I arrived at the long distance bus station and was ready to be met by hordes of touts offering me everything from taxi to hotels, but - nothing! Not a single person approached me, and it was such a weird experience and so nice! On the bus, I had met a guy from Laos who had emigrated to the USA some 25 years ago, and he took me along to his his uncle's house where I had a short glimpse into Laos everyday life. His uncle then gave me a lift on his motorbike to the area just north of the Mekong river,
where most of the guest houses are located. Again, I wandered the streets with my big backpack with nobody hassling me, and I had the luxury of finding a place to crash without five touts following my every move. It was a very nice experience after being harassed in Vietnam at ever corner for the last two weeks.
The next few days, I spent mostly relaxing in this pleasant city. Actually, Vientiane has no real sights (apart from a few temples and the river side), but the area around the Mekong is picturesque, with a huge variety of all kinds of restaurants, which serve great food and fresh fruit shakes at very reasonable prices. So I indulged quite a bit, also in a nice herbal sauna and massage, and was generally having a good time.
I also spent some time talking to the other travellers at my hostel, which somehow attracted quite a strange bunch (might have been because it was by far the cheapest place I could find). Many older long-term travellers stayed there; I particularly remember an interesting 65 year old Dutch guy who seemed to have been on the road forever (and was in Laos
eight years ago, when the streets here were still dust-roads). I also met an American lady who had been working as a Peace Corps volunteer in Mongolia for the last two years, and as we soon found out I had met one of her friends back in Ulaan Baatar during my time there in June.

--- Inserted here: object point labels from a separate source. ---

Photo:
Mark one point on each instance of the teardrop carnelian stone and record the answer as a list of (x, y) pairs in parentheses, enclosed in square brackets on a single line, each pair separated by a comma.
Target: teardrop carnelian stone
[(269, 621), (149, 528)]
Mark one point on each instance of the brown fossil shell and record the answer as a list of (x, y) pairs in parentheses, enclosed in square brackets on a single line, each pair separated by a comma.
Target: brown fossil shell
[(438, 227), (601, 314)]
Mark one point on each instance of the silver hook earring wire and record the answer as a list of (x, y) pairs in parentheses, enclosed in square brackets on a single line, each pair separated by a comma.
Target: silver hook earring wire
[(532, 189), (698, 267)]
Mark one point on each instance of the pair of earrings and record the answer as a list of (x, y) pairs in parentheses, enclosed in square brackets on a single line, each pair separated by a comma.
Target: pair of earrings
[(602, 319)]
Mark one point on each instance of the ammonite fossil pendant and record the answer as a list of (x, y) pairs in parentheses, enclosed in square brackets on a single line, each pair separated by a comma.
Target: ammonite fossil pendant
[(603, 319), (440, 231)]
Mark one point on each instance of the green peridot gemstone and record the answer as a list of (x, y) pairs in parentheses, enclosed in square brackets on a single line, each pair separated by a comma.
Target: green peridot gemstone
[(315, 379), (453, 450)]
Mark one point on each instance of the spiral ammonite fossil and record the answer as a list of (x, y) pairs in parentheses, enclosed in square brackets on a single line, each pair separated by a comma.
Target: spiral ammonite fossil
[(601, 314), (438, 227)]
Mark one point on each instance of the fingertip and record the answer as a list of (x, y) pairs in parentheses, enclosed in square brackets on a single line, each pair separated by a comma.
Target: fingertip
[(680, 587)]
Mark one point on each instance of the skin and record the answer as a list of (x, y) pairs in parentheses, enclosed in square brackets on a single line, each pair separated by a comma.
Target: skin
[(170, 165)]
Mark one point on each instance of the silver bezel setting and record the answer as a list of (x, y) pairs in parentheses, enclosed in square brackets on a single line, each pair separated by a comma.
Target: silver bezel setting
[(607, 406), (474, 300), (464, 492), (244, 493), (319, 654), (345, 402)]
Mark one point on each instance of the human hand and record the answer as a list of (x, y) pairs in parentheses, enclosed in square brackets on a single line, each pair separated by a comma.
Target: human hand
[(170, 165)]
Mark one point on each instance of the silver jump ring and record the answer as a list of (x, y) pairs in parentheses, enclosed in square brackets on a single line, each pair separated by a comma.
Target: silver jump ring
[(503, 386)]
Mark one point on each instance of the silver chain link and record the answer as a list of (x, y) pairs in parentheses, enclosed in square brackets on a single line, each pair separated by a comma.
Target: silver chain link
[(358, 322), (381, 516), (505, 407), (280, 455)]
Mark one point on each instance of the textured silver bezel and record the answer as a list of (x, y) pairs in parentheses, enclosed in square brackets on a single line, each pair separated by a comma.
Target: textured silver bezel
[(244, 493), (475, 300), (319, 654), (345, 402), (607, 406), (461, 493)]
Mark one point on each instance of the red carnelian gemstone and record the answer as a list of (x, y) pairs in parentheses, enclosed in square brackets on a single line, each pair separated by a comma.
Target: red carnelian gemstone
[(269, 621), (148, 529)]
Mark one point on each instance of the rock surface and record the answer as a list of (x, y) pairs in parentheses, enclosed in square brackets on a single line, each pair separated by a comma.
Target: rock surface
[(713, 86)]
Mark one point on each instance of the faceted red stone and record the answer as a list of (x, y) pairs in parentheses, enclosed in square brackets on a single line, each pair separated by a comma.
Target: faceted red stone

To further emphasise what a small world this is, she was also at the Beijing Olympics at the same time I was there in August, and she was at one of the exact same games I had watched (the softball gold medal game).
But not all is well here. Driving around Vientiane on my rented bicycle, I couldn't help but notice two things: 1) Every international aid or donor agency plus all major NGOs have offices here in the city. 2) There are a great number of very expensive cars on the streets. In a country in which about 75% of the population lives on 2$ per day or less, number 1 is understandable, but number 2 is strange. Driving a 60.000 EUR Mercedes is expensive anywhere, but even more so in such a poor country as Laos. I guess the picture will be very different once I leave the capital for the more rural areas of the country. Ona completely different subject, I also noticed that a lot of the Laos' women wear flip flop with short socks, quite a few sight when you consider that it is about 30 degrees here at the moment. One morning (already pretty warm) I even saw a girl on a motorbike dressed as follows: Short skirt and T-Shirt, Flip flops with socks, scarf, woolen hat, gloves (no helmet of course). Funny.
Next stop: Savannakhet (Southern Laos).
To view my photos, have a look at
pictures.beiske.com. And to read the full account of my journey, have a look at the complete
book about my trip at Amazon (and most other online book shops).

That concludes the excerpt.